Consumer activist Ralph Nader told the Wall Street Journal on Monday that “given the corporate crimes that Mr. Lerach has brought to justice during his long career, his crimes pale by comparison.” After Lerach pleaded guilty, a host of supporters wrote letters to the judge asking for leniency in his sentencing. The list reads like a minor Who’s Who of the liberal establishment, whose members apparently feel that Lerach may be a criminal but he’s their criminal. There’s Nader; Robert Borosage, head of the Campaign for America’s Future; Pamela Gilbert, the former executive director of the Consumer Product Safety Commission and her law partner Jonathan Cuneo; Sen. Carl Levin (D-Mich.); Robert Monks, the “dean” of shareholder activists; and even Kenneth R. Feinberg, the former special master of the 9/11 victims’ compensation fund. None of the support, though, did any good.

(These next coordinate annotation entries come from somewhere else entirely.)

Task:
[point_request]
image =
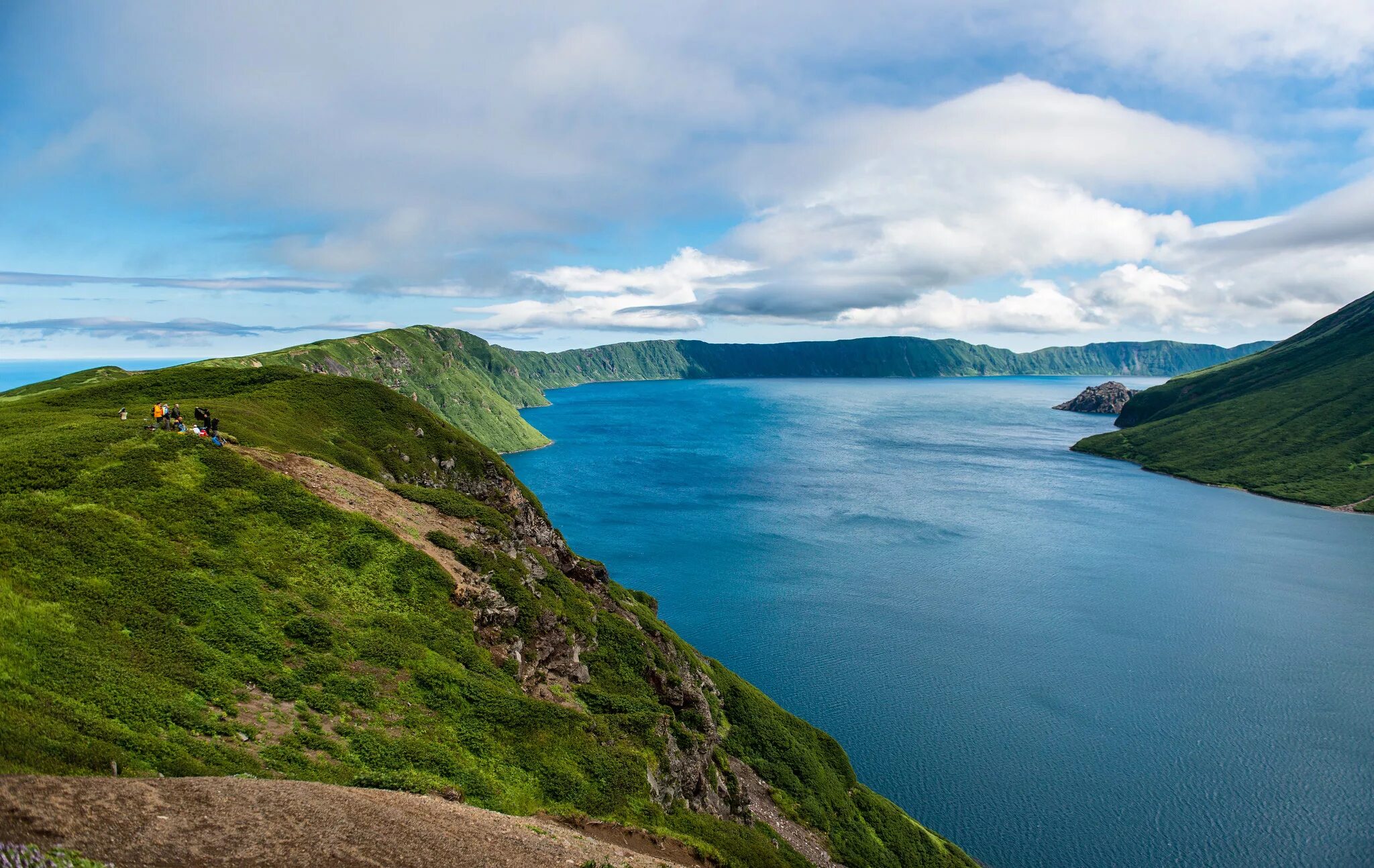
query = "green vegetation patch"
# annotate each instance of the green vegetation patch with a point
(1293, 422)
(170, 608)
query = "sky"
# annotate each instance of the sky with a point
(193, 180)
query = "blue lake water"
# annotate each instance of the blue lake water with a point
(1057, 661)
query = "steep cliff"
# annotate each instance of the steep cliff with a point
(480, 386)
(1106, 398)
(1295, 421)
(360, 594)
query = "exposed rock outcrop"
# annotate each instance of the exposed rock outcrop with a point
(1106, 398)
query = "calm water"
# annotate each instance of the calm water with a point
(31, 371)
(1055, 659)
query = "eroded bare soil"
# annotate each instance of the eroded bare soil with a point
(245, 822)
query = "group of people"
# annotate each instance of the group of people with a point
(169, 419)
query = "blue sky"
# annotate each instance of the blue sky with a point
(225, 178)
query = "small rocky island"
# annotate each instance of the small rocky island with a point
(1106, 398)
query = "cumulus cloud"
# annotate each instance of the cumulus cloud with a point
(252, 284)
(1178, 38)
(873, 219)
(654, 299)
(436, 152)
(179, 331)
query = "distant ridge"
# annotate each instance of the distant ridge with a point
(480, 386)
(1295, 421)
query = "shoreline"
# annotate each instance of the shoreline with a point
(1349, 508)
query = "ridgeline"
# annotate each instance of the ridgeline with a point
(480, 386)
(1295, 421)
(362, 594)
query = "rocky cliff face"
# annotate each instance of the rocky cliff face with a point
(1106, 398)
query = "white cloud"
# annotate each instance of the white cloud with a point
(1043, 309)
(643, 299)
(1183, 38)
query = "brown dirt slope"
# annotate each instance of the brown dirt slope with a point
(348, 490)
(760, 802)
(244, 822)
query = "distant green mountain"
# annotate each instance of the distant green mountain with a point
(480, 386)
(1295, 421)
(362, 594)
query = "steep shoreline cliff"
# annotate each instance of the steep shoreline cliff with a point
(360, 594)
(480, 386)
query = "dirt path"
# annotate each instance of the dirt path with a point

Lerach had asked for a six-month sentence but got the max, 24. And that may be a good thing—even for liberals enraged with the corporate excesses he exposed.

Lawyers like Lerach who push the envelope in litigation under the guise of defending the little guy have had a ruinous effect on the integrity of the civil justice system. Large corporations have long argued that class action lawyers are nothing more than extortionists who shake down big companies every time their stocks fall, forcing them to settle or risk fiscal ruin from a big jury verdict. Given what’s known now about how Lerach operated his law firm, it’s hard to say that the perception is only spin. Lawyer misconduct has also given a big assist to big corporations’ long-running campaign to eviscerate consumer-protection laws. Corporate lobbyists have successfully persuaded legislators to pass measures immunizing businesses from lawsuits, claiming they need protection from the likes of Lerach. These laws have helped dramatically reduce the ability of injured people to hold companies accountable for wrongdoing.

Nonetheless, as The Nation article illustrates, Lerach is skilled at presenting himself to the press as David fighting corporate Goliaths. He is charismatic and persuasive, and usually right about what he sees as the ills of the business world. (Of course, it doesn’t hurt that he has employed the services of spinmeister Chris Lehane, Al Gore’s former press secretary, to help tell his side of the story.) In November, after pleading guilty to the federal charges, Lerach took to the op-ed pages of the Washington Post and opined about the subprime mortgage meltdown and, of course, to defend himself. In his editorial, he declared, “I’m on my way to prison because, in my zeal to stand up against this kind of corporate greed over the years, I stepped over the line.” Perhaps the prison sentences Lerach once championed for errant CEOs as a way of cleaning up corporate fraud will have a similar effect on those in the legal profession.